The title is acknowledged before an artificial vista for the turbulence beneath the placid surface, "you can't always see it but it's there," so it goes with Vincente Minnelli's melodramas. The chemist's daughter (Katharine Hepburn) falls for a famed industrialist (Robert Taylor), a boiling test tube dissolves to the wedding ceremony. "The cash and the figure. Nice you got together." Adrift in a Washington party, rattling in the Virginia mansion, the "dowdy" bride remade into a chic socialite, the dream world swiftly darkening. The husband tenses up at the mention of the estranged brother, who's conjured up by Stevenson poems and Brahms pieces for the fascination of the inquisitive heroine. Eventually the specter is given Robert Mitchum's face, back to stir the murky past of neurosis and murder. "A sign of bad character, isn't it?" Gothic torment unsettles opulent gloss, "old-fashioned trust and blind faith" no longer paper over the bourgeois cracks. (The raving vagabond in the stables points up the Rebecca connection, and there's the Suspicion angle for the close-up of a sinister cup of coffee.) A San Francisco ranch, bare and luminous for one sibling and for the other full of swaying shadows.

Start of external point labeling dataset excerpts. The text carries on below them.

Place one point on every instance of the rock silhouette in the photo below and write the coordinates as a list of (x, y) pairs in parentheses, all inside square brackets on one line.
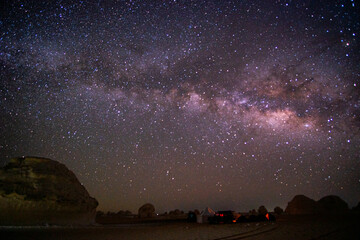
[(37, 191), (146, 211), (326, 205)]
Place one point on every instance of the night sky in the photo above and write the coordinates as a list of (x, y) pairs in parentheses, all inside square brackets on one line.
[(186, 104)]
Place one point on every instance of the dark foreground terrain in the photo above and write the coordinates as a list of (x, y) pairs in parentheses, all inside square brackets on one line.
[(287, 227)]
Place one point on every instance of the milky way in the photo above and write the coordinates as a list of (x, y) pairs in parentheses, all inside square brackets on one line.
[(186, 104)]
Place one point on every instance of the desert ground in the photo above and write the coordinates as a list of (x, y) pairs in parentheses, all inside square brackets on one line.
[(286, 227)]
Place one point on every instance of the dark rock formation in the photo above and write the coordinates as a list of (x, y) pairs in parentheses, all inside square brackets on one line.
[(332, 205), (326, 205), (146, 211), (301, 204), (38, 191)]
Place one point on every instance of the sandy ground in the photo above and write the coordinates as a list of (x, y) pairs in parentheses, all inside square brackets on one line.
[(294, 228)]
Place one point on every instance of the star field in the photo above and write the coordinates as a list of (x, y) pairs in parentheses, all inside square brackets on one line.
[(186, 104)]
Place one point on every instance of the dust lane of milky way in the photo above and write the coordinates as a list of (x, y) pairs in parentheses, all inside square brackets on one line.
[(186, 104)]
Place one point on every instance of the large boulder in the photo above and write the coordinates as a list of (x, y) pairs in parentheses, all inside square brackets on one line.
[(301, 205), (147, 210), (38, 191), (333, 205)]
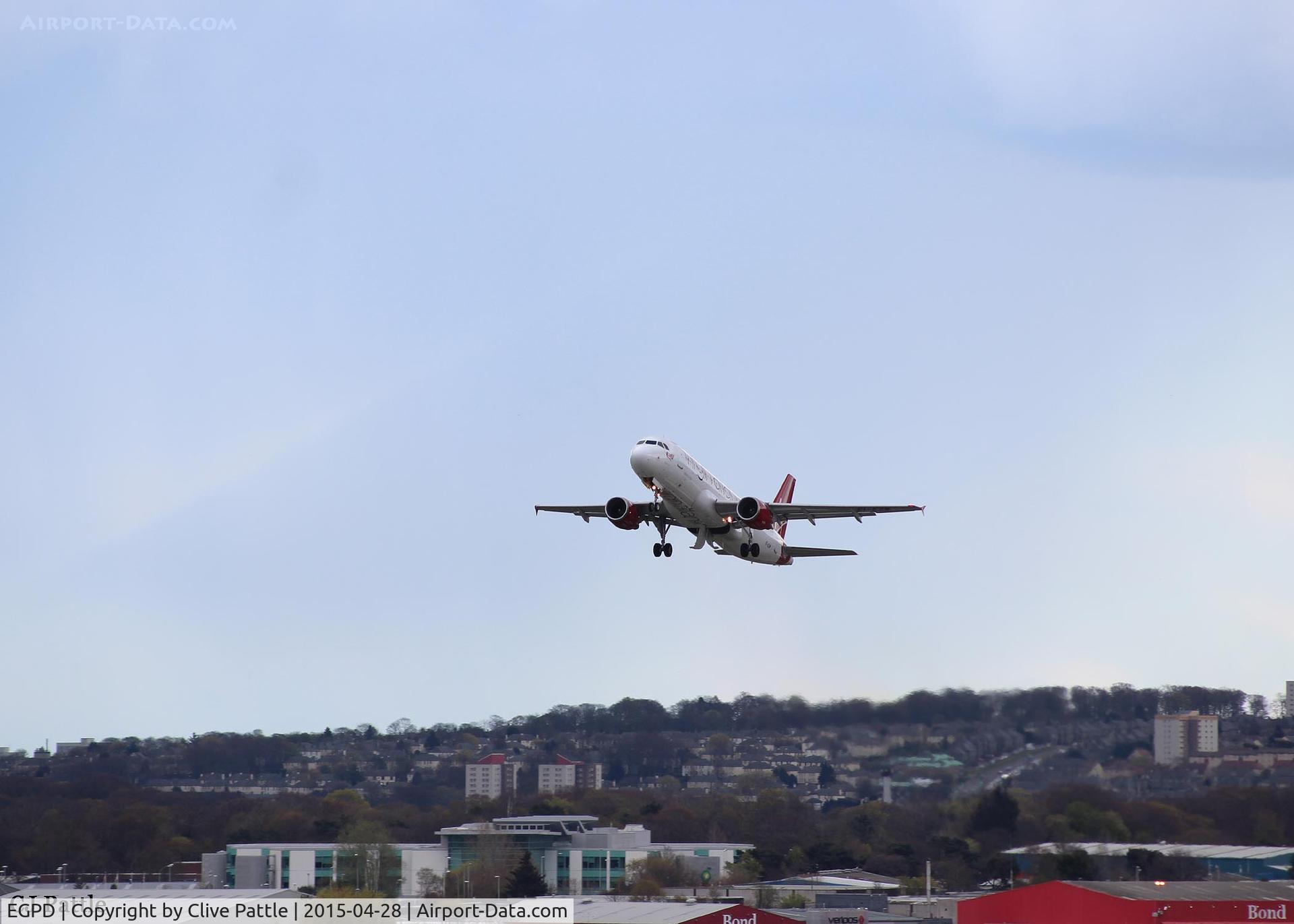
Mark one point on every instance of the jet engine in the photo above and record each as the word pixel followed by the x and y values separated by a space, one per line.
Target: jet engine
pixel 755 513
pixel 621 513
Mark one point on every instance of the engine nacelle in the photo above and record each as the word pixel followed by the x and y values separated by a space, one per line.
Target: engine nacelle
pixel 755 513
pixel 621 513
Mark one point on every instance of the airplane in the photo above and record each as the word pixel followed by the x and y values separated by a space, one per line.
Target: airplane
pixel 686 495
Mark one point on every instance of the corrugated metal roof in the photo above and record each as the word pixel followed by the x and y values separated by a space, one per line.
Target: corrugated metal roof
pixel 862 882
pixel 1197 851
pixel 1197 892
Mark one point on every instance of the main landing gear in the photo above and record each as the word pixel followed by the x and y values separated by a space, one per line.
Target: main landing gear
pixel 662 548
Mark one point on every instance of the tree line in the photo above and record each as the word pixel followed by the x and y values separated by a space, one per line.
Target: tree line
pixel 104 825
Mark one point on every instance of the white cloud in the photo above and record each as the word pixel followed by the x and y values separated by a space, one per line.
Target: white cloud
pixel 1190 73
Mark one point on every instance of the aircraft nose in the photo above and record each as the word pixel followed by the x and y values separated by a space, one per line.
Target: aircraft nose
pixel 640 457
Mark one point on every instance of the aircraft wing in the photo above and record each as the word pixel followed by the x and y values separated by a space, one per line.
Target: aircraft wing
pixel 818 512
pixel 586 510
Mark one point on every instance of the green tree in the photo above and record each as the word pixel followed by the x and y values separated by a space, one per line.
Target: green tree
pixel 526 882
pixel 995 810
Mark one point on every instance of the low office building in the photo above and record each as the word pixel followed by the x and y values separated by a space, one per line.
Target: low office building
pixel 574 855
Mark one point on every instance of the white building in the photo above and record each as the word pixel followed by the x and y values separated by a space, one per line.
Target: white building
pixel 567 774
pixel 492 777
pixel 1181 737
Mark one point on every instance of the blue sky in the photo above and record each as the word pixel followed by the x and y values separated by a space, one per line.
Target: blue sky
pixel 299 319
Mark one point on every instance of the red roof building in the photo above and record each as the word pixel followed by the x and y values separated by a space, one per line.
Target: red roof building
pixel 1132 904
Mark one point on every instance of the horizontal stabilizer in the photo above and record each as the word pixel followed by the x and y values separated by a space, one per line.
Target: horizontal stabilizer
pixel 805 551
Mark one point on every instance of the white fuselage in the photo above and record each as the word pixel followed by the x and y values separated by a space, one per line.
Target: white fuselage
pixel 689 492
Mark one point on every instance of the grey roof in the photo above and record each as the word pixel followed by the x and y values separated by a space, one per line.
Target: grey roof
pixel 1197 851
pixel 835 880
pixel 104 893
pixel 321 845
pixel 543 820
pixel 1197 892
pixel 611 911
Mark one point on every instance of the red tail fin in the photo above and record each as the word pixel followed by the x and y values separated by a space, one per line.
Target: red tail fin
pixel 784 493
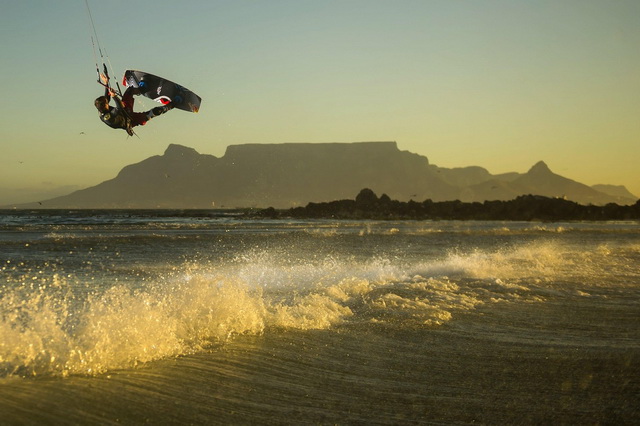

The casting runs strikingly against type—Hepburn at her most unguarded, the cruel strain of Taylor's handsome mask, Mitchum the thoughtful aesthete. A most abstruse picture of the war, Abel gets his gun overseas while on the homefront Cain makes his fortune by killing a German inventor. "Don't you ever go to the movies? It happens all the time." The fulminating stallion completes the equation, the terrorized woman's ride by the cliff's edge is unmistakably a rehearsal for the drives of The Bad and the Beautiful and Two Weeks in Another Town. With Edmund Gwenn, Marjorie Main, Jayne Meadows, Clinton Sundberg, Kathryn Card, and Leigh Whipper. In black and white.